H007168 (Aug. 2, 2007)
When a sale occurs before importation, when does the seller retain enough of an interest to act as importer of record? Good question. The statute requires that the importer of record be the owner or purchaser of the merchandise (we're not talking about brokers and agents here). 19 USC 1484. Customs, in a suprisingly business-friendly exercise of discretion, has defined "owner" as including someone who retains a "financial interest" in the merchandise. In this case, the seller retained a security interest in the merchandise inteneded to make sure it eventually gets paid. According to this ruling, that was sufficient to make it an "owner" with the right to make entry.
W563475 (Nov. 3, 2006)
Calling Tom Cruise! The Church of Scientology imported some electrical devices known as "E-meters" used to "audit" COS members. Unlike CBP auditors, Scientology auditors use the e-meter to locate spiritual travail and, one assumes, eliminate it. The question presented was how to classify the gizmos.
The Church had classified the e-meters as "other instruments for measuring or checking voltage, current, resistance or power, without a recording device: other" in 9030.39.00. The applicable rate is 1.7%. The Church argued for classification as religious articles in various provisions of heading 9810. Customs, however, found that the e-meters are not "an appurtenance or adjunct of an alter or pulpit."
Generally, I don't refer to the lawyers involved in an issue. However, I note that the COS was represented by my friends at Grunfled, Desiderio, Lebowitz, Silverman & Klestadt. That may provide context to their next argument, which was that the e-meter is analogous to "prayer shawls, bags for the keeping of prayer shawls and headwear of a kind used for public or private religious observances . . . . " The thinking was simply that tallit and yarmulkes have no non-religious function and neither does the e-meter. Consequently, they should be classified the same way. Customs found the language to be clear and skipped counsel's reliance on legislative history.
The last traditional customs argument was for classification as a religious scroll or tablet of wood or paper, commonly called a Gohonzon, which the e-meter clearly is not.
After CBP rejected that argument, the COS pulled out the big guns: the Religious Freedom Restoration Act, 42 USC 2000bb et. seq. This law makes it illegal for a federal agency to substantially burden the exercise of religion through a generally applicable rule without a compelling governmental interest. Customs, however, distinguished a case in which a banned hallucinogen was needed for religious sacrament from a simple duty on the imported equipment. Doing so, it found no substantial burden. Thus, the classification stays as an electrical meter.

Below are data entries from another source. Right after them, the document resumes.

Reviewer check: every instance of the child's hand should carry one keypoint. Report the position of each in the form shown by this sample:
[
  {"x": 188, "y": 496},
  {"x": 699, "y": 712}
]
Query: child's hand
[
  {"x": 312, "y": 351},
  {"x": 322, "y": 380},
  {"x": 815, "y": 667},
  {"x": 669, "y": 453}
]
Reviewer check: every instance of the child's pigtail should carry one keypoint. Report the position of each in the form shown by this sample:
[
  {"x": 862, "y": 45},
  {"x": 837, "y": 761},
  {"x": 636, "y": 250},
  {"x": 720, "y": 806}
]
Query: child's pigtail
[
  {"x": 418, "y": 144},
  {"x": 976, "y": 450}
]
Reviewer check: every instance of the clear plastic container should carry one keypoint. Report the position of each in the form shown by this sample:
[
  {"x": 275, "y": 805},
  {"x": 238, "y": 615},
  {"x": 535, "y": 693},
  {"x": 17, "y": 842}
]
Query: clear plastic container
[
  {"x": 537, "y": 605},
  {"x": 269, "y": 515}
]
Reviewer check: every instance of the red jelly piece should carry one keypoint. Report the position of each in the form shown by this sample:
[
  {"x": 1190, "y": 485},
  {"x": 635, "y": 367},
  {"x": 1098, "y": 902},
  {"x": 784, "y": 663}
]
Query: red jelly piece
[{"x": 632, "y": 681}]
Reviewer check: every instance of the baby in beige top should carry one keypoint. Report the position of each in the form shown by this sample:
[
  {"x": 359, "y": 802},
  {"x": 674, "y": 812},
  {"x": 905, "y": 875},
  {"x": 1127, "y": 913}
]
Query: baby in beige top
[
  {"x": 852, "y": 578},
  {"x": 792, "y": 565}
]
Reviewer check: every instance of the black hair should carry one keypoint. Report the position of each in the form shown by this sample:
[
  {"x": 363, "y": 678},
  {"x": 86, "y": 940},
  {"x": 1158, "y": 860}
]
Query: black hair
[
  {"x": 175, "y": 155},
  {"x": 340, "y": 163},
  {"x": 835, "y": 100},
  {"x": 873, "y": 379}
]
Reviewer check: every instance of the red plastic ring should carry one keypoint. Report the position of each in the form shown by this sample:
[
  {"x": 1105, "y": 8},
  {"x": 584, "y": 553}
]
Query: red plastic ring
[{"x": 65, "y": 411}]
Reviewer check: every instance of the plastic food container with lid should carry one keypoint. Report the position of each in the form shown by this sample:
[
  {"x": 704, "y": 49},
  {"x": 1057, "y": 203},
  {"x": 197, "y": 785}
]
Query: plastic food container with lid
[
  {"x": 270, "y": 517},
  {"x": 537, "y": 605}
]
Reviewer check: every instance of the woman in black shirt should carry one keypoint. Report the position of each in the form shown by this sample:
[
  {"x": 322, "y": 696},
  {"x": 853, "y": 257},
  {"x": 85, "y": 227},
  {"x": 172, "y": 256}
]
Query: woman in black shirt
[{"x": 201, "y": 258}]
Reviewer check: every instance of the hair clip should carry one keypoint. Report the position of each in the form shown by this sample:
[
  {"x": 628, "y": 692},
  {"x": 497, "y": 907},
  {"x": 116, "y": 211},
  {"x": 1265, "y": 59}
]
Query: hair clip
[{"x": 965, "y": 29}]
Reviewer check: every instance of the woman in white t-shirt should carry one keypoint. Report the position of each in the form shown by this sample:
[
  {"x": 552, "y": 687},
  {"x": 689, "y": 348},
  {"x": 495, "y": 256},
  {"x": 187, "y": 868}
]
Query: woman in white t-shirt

This, of course, is teed right up for very interesting litigation. I'm not sure I'd go with RFRA as my main point though. I'd be looking at why a yarmulke or Gohonzon gets to be duty free but not an e-meter. Assuming the importer has standing to assert the claim, this sounds like another equal protection case to me.
I also wanted to review W563043 (Oct. 18, 2006), which seems to involve a pretty contentious NAFTA issue, at least according to the blurb I read. It is not up on CROSS. If anyone has a copy, please pass it on to me.
H007168 (Aug. 2, 2007)
When a sale occurs before importation, when does the seller retain enough of an interest to act as importer of record? Good question. The statute requires that the importer of record be the owner or purchaser of the merchandise (we're not talking about brokers and agents here). 19 USC 1484. Customs, in a suprisingly business-friendly exercise of discretion, has defined "owner" as including someone who retains a "financial interest" in the merchandise. In this case, the seller retained a security interest in the merchandise inteneded to make sure it eventually gets paid. According to this ruling, that was sufficient to make it an "owner" with the right to make entry.
W563475 (Nov. 3, 2006)
Calling Tom Cruise! The Church of Scientology imported some electrical devices known as "E-meters" used to "audit" COS members. Unlike CBP auditors, Scientology auditors use the e-meter to locate spiritual travail and, one assumes, eliminate it. The question presented was how to classify the gizmos.
The Church had classified the e-meters as "other instruments for measuring or checking voltage, current, resistance or power, without a recording device: other" in 9030.39.00. The applicable rate is 1.7%. The Church argued for classification as religious articles in various provisions of heading 9810. Customs, however, found that the e-meters are not "an appurtenance or adjunct of an alter or pulpit."
Generally, I don't refer to the lawyers involved in an issue. However, I note that the COS was represented by my friends at Grunfled, Desiderio, Lebowitz, Silverman & Klestadt. That may provide context to their next argument, which was that the e-meter is analogous to "prayer shawls, bags for the keeping of prayer shawls and headwear of a kind used for public or private religious observances . . . . " The thinking was simply that tallit and yarmulkes have no non-religious function and neither does the e-meter. Consequently, they should be classified the same way. Customs found the language to be clear and skipped counsel's reliance on legislative history.
The last traditional customs argument was for classification as a religious scroll or tablet of wood or paper, commonly called a Gohonzon, which the e-meter clearly is not.
After CBP rejected that argument, the COS pulled out the big guns: the Religious Freedom Restoration Act, 42 USC 2000bb et. seq. This law makes it illegal for a federal agency to substantially burden the exercise of religion through a generally applicable rule without a compelling governmental interest. Customs, however, distinguished a case in which a banned hallucinogen was needed for religious sacrament from a simple duty on the imported equipment. Doing so, it found no substantial burden. Thus, the classification stays as an electrical meter.
This, of course, is teed right up for very interesting litigation. I'm not sure I'd go with RFRA as my main point though. I'd be looking at why a yarmulke or Gohonzon gets to be duty free but not an e-meter. Assuming the importer has standing to assert the claim, this sounds like another equal protection case to me.
I also wanted to review W563043 (Oct. 18, 2006), which seems to involve a pretty contentious NAFTA issue, at least according to the blurb I read. It is not up on CROSS. If anyone has a copy, please pass it on to me.